We always look forward to the wine fair in Chania. If you think of Greek wines, this may conjure up carefree student backpacking holidays, dreadful hangovers. That white wine with the curious reminder of pine disinfectant. But Greek and Cretan wines are a real gem, and, until recently at least, a hidden secret.
The quality and range of wines made in Crete has improved dramatically over the last 10-15 years. There are now over 30 wineries on the island from boutique to quite large commercially oriented establishments. Many now export, to over 20 countries, including China! Typical these wineries are family run businesses, such as the Dourakis winery in Alikambos. Set up by Andreas the father, it is now run by his son Antonis, an oeneologist trained in Germany, and his daughter Evie.
The wineries on the island strive to use the unique Cretan microclimate and terroir – the topography, soil composition and microbiology. Many are now concentrating on growing vines without articificial fertilizers or chemical sprays to produce organic wines. The vines are heavily pruned to produce small bunches of grapes with full aromas and concentrated flavour. Most producers select and pick the bunches by hand and rapidly transfer to the winery for pressing.
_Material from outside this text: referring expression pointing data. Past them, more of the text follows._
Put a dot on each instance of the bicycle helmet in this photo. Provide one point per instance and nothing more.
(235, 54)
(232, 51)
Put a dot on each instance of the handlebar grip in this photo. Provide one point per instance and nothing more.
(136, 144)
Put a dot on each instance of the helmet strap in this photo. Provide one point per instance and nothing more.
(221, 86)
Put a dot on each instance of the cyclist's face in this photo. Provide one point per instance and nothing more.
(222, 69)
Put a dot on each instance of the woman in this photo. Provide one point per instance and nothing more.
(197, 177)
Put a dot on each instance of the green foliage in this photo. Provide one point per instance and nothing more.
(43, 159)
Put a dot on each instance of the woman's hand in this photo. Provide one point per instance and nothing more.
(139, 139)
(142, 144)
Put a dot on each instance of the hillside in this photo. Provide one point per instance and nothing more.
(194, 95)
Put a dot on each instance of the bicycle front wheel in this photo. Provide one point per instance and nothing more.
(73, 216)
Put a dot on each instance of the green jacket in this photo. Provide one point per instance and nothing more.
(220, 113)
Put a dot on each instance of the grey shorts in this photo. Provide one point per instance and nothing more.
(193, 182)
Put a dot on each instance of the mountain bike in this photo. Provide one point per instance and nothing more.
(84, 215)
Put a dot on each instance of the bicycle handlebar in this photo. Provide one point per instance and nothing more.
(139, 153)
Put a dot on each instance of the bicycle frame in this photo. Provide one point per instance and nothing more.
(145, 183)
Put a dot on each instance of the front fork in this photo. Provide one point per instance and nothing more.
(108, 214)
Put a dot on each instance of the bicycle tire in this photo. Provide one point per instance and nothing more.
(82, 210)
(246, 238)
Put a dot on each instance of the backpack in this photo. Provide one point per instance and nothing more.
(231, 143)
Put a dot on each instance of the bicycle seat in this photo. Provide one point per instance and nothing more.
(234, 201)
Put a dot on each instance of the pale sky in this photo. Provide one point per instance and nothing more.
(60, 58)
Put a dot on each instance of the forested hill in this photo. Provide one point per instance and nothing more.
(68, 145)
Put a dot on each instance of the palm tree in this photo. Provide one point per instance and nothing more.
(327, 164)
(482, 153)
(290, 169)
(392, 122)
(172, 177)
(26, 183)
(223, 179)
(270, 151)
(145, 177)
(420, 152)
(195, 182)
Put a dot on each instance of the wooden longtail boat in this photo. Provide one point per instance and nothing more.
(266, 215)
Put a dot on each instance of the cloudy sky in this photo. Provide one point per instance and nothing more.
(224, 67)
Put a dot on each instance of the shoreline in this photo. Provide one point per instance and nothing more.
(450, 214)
Over the last 20 years, these family businesses have invested in the latest technologies for quality wine making. These include low temperature fermentation in stainless steel. The use of gravity in the winemaking processes to avoid the use of artificial pressure. Bottling without oxygen to preserve the wine. Wines are stored in French or American oak barrels, often used only once, in underground cellars at stable controlled temperatures.
Ancient grape varieties are being rediscovered. These vines are carefully planted and nurtured, the resulting grapes blended to produce some exciting new wines. If you care to come to Crete and stay at Panokosmos you can experience them with us. We offer all our wines by the glass so you can easily try the range. You will hear some exotic names such as Mandilari, Plyto, Kotsifali and Vidiano. These are often blended with international varieties to produce aromatic, full flavoured fine wines – the Cretan producers use a wide range of grape varieties.
At the Wines of Crete fair in Chania we dutifully tasted over 35 different wines, to build on our range of offerings. We replaced some of our Greek mainland offerings (particularly from around Thessaloniki and Mt Olympus) with more local Cretan wines. We have chosen four new wineries. There is a wonderful new white to pair with fish and white meat dishes. Nikos Gavalas has blended Vidiano with Vilana, both native grapes, to produce a wine with an aroma of spring meadows, flinty acidity and rich flavours. Its a perfect alternative to a Sauvignon Blanc.
A great easy drinking rose, hints of berries, full flavoured with a lovely deep pink colour comes from Diamantakis which has the local Mandilari blended with Syrah and Cabernet Sauvignon. Then there’s the satisfying Silvas full flavoured red, with well balanced tannins, a nose of plums and honey, with a long finish. Finally there is the Helios Liatiko from Douloufakis, a delicious red dessert wine. Dried fruits and cocoa on the nose, notes of prunes and a complex rich mouthful, long aftertaste.
As well as their olives, the Cretans also have a long tradition of growing their own vines for wine. Every family will have their own vineyards, along with their olive groves. Most will make wine simply and store it in barrels. In the tavernas if you ask for a red wine you will probably be given a boxed red from one of the bigger wineries located around Heraklion. This is perfectly good quaffing wine, and will go well with Brizolas (pork chops cooked on a wood fired grill) or lamb chops (usually on the menu as “lamp”!). But if you ask specifically for “your own” or village or “brown” wine, you will get their own offering. This is an acquired taste – if you come late in the year, you will get the new production which can be a deep red, fresh and flavourful.
As the year goes on the maturing in barrels leads to greater oxidation and a more sherry like flavour. It gives the wine body and substance, but is quite a way from what you might expect! Some families – like our accountant for example, bottle their wines, after adding a little raki. This helps them keep, maintains their colour and preserves and enhances their flavours. Unfortunately his wine is not for sale!
From Panokosmos, in the hills of the Apokoronas, you are within easy reach of a number of these interesting wineries. We can give you directions to them, and arrange for you to have special tours and tastings with our contacts there. Some also offer food and there are summer concerts and musical events at their establishments. These can provide you with a very special experience, music under the stars to delight your ears, a traditional meal in your belly, and a good glass of wine in your hand!